Although nothing strange in the Balkans, the phenomenon was, somewhat ironically, labelled the “Gemino spell” after a spell in Harry Potter where things double when touched, creating “dozens of parties which are indistinguishable copies of one another.”
Such moves do not help strengthening the opposition, but are rather signs of the personalised aspects of politics, where disagreements are met by split rather than programmatic debate within the party. The result is, however, that the opposition parties that started the protests and demonstrations did not sign the deal. Indeed, they also refuse to recognise the electoral results.
Election day was generally calm and orderly, and voting was overall smooth, according to international observers. The opposition, however, highlighted a number of incidents which they denounced to the court. In addition to these accusations, there were a handful of returning difficulties, which international observers continue to point out: the electoral list is contested, media is biased and keep a low level of quality, and party funding is far from transparent.
First, the electoral list is a typical matter of concern in many countries, and also in Montenegro there are allegations of duplications, dead persons still on the list, etc. In fact, the list contained 528,817 persons in a country with an estimation of 622,218 inhabitants according to official statistics, leaving 85% of the population as eligible voters. As the opposition claims that this number is too high, an electronic system to clean up the list has been developed and put in use. However, when the Minister of Interior, coming from the opposition, needed to sign the list, he refused to do so arguing that it had not been properly cleaned from false entries. Eventually, a solution was found as a secretary signed it, but the doubt of the accuracy remains.
Second, the Montenegrin media is divided along political lines, and far from free and open, leaving it difficult for the population to make an informed choice. Government officials show “blatant favouritism” towards certain media outlets, and journalists, not only independent such, face “threats, attacks, and vandalism of their property”, leading to self-censorship and editorials being everything but independent. This puts Montenegro as number 106 out of 180 in the Press Freedom Index, and affects the possibility for the electorate to get a broad and in depth analysis of the choices available, hampering the free choice.
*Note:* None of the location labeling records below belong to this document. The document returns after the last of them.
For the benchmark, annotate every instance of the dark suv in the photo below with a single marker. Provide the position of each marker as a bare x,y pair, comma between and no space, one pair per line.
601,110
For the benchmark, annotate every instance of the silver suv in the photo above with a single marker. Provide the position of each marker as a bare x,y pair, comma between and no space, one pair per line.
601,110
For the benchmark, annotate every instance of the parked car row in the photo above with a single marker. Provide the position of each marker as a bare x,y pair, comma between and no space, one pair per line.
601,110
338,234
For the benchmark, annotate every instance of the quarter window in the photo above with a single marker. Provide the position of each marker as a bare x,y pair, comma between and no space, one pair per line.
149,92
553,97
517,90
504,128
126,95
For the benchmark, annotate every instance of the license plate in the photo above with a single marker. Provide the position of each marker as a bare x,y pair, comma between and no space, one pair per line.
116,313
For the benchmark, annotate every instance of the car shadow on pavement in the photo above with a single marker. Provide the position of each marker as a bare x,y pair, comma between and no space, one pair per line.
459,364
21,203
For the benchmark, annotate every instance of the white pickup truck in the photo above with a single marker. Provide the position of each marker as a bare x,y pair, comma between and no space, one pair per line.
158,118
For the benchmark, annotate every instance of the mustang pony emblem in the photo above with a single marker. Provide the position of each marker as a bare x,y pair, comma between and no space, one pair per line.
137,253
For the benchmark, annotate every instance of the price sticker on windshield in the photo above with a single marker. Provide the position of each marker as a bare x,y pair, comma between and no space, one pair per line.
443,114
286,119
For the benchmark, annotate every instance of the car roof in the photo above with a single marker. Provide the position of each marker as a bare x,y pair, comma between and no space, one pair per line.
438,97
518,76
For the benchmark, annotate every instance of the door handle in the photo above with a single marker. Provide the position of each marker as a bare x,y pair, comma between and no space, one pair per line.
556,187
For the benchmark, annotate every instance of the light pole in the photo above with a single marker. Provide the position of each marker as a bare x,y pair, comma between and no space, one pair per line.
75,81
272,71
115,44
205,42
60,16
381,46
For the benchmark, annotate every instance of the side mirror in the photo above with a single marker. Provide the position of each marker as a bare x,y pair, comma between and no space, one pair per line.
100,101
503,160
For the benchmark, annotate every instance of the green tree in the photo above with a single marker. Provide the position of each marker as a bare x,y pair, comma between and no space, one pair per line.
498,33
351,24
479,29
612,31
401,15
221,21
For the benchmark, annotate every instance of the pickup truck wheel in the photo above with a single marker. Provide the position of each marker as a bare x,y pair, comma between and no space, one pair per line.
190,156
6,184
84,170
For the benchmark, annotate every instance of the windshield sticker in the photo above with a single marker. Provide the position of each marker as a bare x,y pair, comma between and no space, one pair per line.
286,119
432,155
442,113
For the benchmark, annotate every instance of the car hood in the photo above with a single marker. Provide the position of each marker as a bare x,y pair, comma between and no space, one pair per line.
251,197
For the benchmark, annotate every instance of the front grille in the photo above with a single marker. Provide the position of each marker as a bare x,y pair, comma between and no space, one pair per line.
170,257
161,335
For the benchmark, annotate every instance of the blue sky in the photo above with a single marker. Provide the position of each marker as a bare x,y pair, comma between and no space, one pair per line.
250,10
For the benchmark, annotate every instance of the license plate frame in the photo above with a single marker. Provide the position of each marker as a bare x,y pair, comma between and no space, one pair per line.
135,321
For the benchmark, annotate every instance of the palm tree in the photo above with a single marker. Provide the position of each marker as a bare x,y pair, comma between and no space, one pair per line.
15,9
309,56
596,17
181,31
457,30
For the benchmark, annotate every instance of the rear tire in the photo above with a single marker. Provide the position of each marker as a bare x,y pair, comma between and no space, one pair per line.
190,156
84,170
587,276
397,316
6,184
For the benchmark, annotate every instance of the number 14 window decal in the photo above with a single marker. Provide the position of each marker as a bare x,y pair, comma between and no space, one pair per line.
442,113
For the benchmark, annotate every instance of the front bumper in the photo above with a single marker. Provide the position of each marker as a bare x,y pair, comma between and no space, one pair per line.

Thirdly, the funding of political party is far from transparent. The ODIHR election monitoring mission writes that “All campaign finance transactions must be carried out through a specially designated bank account[…]. Some parties opened campaign accounts late or reported little or no donations”. At the same time, the EU points out that “There has been no political follow-up to the alleged abuse of public funds for party political purposes” underlining the international concerns on this issue.
At the bottom of these concerns lie worries about where the parties get their funding from, and how they use it. The “Audio recording affair” which broke in 2013 show that the governing Democratic Party of Socialists offer jobs and loans to party donors and supporters. At the same time the government accuse parts of the opposition to receive funds from Russia, which is indeed illegal as foreign funding is prohibited by law.
The lack of transparency regarding party funding is deeply worrying, in particular in combination with the severe accusations form both political sides, and international worries in addition. It casts a shadow over the level of separation between party and state, and the level of political corruption in the country. A shadow which has been better defined and more evident during the electoral campaign and the aftermath of the elections. The Montenegrin democracy is indeed caught between a rock and a hard place.